Really, I'm getting nervous!


Generally, I'm not nervous kind of guy. My last long-time leaving is around 3 months. This time, a year. Gosh! I know I will miss everything here in Taiwan, my clothes, my Mac, my friends, my little devils(nieces and nephews), and my family, though Mars seems to be only missing my PSP...=_=.


I don't know why. It's always so difficult to tell my family I love them so much. Is it because we are traditional Chinese(or Taiwanese, political correct)? I know my family loves each other, but it's just so hard to express orally. Even to my Ex, I have problem to express this kind of things in Chinese. It's more comfortable for me to express real feelings in english or in other languages. Is it because in those Hollywood films or soap operas, they say these thing so easily in English? When watching "Brothers & Sisters", I so love it! It's like my family is the Taiwanese version with very few L-words. We brothers do fight(orally, never physically) but we do support each other, too. And I know my mom and dad sometimes(or a bit more often than "sometimes") complain us with us except the topic guy, but we all know they love us.

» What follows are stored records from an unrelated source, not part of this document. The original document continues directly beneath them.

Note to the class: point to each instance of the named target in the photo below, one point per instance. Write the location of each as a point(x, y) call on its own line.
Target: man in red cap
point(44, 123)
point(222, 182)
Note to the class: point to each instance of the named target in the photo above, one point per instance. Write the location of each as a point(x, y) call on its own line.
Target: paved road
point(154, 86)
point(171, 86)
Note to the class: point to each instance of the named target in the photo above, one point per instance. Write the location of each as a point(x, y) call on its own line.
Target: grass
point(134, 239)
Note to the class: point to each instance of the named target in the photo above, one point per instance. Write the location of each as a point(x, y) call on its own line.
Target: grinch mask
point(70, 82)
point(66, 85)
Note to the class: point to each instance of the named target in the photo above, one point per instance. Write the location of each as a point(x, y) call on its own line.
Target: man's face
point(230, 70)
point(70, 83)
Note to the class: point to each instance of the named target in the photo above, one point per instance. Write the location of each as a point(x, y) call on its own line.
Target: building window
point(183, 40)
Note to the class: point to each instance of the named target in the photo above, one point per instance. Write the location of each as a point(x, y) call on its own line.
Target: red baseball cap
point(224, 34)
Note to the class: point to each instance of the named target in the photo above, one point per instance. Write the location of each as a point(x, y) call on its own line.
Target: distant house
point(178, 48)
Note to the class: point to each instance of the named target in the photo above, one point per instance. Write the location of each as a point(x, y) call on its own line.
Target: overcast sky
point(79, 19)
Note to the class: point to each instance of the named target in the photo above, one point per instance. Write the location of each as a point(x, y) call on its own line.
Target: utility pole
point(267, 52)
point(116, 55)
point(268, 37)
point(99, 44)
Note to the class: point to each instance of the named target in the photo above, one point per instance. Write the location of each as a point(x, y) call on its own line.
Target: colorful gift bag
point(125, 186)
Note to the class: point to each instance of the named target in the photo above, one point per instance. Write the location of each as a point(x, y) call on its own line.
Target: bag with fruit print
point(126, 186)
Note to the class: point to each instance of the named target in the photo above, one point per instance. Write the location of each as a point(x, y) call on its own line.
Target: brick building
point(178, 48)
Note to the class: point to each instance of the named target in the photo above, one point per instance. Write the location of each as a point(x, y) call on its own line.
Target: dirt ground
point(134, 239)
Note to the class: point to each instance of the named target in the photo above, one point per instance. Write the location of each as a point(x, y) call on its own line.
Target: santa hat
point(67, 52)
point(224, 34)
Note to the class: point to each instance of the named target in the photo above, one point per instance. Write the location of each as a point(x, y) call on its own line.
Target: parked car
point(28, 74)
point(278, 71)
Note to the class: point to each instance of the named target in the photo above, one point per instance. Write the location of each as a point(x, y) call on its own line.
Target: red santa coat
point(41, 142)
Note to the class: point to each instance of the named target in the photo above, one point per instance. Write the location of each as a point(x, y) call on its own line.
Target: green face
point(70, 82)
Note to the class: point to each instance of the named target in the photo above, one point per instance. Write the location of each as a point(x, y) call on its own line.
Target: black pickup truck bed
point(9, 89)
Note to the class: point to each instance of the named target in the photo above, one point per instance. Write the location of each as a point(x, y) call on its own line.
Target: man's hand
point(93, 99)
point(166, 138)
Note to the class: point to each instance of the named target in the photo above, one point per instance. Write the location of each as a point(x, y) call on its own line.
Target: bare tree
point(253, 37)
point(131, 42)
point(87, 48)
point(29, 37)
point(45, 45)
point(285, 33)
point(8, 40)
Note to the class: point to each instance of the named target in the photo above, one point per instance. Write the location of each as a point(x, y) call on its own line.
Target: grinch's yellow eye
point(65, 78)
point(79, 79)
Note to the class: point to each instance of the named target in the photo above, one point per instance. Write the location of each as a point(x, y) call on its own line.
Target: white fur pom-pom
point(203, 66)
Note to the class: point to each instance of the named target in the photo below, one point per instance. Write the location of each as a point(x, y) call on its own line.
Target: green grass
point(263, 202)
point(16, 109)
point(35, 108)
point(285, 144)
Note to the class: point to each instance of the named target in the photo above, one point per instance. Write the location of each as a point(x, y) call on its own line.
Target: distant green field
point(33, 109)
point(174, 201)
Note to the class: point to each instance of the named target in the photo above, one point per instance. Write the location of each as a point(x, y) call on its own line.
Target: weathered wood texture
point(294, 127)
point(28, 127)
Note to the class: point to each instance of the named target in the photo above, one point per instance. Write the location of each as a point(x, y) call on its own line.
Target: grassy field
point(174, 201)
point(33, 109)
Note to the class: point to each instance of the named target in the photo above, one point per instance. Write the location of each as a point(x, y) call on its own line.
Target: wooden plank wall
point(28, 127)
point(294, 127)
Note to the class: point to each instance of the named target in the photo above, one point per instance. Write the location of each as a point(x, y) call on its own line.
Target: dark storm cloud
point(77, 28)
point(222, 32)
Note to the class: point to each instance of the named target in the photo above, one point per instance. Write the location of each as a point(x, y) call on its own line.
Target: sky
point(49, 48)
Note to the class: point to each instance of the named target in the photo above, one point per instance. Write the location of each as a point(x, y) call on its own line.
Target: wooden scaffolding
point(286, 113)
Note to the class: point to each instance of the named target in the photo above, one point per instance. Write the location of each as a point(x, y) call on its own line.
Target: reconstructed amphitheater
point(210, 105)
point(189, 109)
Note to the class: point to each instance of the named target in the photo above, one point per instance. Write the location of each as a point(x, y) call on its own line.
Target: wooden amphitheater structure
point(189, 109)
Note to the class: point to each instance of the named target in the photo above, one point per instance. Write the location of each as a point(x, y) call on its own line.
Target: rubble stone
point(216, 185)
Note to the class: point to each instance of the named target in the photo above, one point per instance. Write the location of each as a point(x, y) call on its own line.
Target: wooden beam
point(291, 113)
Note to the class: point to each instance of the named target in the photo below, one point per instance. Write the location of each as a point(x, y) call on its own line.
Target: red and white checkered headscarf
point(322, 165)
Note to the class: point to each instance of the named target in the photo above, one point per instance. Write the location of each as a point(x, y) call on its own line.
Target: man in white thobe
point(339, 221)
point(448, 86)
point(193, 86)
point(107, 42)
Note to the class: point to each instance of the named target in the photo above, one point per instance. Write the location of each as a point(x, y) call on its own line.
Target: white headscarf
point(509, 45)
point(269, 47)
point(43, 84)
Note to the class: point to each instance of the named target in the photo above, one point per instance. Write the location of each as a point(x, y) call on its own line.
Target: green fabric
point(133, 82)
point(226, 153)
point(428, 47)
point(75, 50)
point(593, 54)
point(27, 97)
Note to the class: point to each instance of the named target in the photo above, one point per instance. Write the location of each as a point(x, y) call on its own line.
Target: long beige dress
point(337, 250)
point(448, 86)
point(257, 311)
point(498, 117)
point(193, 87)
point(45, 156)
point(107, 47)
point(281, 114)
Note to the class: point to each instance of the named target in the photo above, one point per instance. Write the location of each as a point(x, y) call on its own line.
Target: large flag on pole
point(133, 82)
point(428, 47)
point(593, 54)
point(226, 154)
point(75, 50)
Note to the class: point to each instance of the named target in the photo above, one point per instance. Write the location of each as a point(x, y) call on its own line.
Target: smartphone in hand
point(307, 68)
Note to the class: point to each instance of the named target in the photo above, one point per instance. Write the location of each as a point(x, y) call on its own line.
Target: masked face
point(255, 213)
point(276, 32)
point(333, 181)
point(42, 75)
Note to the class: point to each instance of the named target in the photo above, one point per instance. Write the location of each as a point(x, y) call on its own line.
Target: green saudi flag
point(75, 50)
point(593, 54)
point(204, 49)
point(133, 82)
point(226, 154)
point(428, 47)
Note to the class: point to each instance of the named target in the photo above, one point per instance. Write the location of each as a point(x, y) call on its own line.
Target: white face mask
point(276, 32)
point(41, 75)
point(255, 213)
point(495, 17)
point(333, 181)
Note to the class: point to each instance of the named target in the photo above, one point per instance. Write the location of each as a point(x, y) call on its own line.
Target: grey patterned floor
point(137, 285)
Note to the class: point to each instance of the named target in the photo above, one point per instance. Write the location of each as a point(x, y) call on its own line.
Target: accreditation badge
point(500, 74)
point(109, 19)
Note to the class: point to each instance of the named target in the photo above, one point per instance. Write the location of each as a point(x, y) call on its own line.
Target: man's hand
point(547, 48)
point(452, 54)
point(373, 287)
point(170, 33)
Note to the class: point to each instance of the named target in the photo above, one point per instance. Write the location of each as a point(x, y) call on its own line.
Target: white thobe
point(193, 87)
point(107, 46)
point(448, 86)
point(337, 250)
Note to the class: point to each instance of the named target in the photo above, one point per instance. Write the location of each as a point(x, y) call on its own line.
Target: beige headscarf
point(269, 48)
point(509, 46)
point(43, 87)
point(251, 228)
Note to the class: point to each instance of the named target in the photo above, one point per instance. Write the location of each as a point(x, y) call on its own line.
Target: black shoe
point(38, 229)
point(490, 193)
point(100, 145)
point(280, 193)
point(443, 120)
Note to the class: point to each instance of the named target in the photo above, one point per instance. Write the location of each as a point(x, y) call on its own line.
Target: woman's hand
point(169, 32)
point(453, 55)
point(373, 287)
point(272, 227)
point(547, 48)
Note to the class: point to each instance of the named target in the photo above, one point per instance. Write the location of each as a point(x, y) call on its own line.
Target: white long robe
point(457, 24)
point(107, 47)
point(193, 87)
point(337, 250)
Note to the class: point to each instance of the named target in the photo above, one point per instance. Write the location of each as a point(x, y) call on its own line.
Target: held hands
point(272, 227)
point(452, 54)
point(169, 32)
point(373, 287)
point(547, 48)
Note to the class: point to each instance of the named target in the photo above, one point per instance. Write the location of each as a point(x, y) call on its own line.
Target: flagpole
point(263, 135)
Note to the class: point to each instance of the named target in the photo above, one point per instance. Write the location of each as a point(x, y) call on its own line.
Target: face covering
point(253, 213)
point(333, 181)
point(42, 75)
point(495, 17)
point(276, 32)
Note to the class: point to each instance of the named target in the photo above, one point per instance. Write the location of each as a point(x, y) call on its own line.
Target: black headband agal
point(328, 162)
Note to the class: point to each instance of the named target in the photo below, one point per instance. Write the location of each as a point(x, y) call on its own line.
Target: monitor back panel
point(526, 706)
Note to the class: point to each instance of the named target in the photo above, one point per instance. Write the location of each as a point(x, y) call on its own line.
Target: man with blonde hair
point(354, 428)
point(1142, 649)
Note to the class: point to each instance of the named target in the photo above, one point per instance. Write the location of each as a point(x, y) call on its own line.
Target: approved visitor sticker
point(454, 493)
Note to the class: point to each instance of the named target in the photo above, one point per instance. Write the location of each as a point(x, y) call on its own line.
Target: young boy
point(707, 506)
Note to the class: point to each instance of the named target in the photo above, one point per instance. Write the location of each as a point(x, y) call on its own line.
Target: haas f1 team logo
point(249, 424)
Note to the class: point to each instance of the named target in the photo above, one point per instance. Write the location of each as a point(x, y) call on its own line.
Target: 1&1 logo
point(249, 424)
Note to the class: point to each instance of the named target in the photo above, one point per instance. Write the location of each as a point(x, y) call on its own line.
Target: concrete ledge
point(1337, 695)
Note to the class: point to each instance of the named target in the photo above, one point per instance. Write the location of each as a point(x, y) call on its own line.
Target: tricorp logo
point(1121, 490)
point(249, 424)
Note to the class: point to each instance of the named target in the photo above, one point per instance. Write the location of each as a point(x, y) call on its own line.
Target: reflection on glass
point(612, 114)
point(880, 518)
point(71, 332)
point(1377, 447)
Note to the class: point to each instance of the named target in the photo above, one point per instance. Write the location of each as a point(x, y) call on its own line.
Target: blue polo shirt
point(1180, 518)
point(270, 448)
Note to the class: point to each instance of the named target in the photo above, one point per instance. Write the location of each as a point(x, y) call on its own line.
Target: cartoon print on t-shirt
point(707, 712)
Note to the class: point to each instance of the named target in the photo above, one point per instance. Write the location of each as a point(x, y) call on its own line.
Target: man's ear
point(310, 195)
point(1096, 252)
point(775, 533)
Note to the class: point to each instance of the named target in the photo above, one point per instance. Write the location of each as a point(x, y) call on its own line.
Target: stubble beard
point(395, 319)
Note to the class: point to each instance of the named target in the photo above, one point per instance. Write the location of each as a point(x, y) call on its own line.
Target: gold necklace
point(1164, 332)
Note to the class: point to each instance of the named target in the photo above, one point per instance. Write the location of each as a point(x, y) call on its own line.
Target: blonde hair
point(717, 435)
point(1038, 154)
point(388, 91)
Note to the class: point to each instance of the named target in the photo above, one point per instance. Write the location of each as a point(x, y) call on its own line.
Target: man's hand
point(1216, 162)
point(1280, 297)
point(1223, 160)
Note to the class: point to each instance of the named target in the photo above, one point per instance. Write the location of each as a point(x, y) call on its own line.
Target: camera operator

I know I letted them down when they found out my identity, but my dad did not force me to change anything. Though I am a bit sad that they never talk about this any more after my dad's pretty long "supporting languages", I know they've already done their best. All I want to do is not letting them down again and not letting them to worry about me(but can't, I guess. My parents are like Nora in "Bros&Sis"). My Bros and sis in law are also support me in a very pleasant way. They treated us like normal couples. Let me and my Ex take their kids around(though I guess they think it's much better than taking care of kids on their own during the valuable weekends.). I really appreciate their unconditional love to me. ;-) (However, sometimes kids can't really keep secrets for their uncle.) We are just like the Walkers in Bros&Sis. We like to do things together in the family, only less fighting.


Well, I will definitely miss my family when I am in OZ. And I don't know what my life will be, but I know my family will always be here for me. Thanks all!! I'm glad to be one in the family.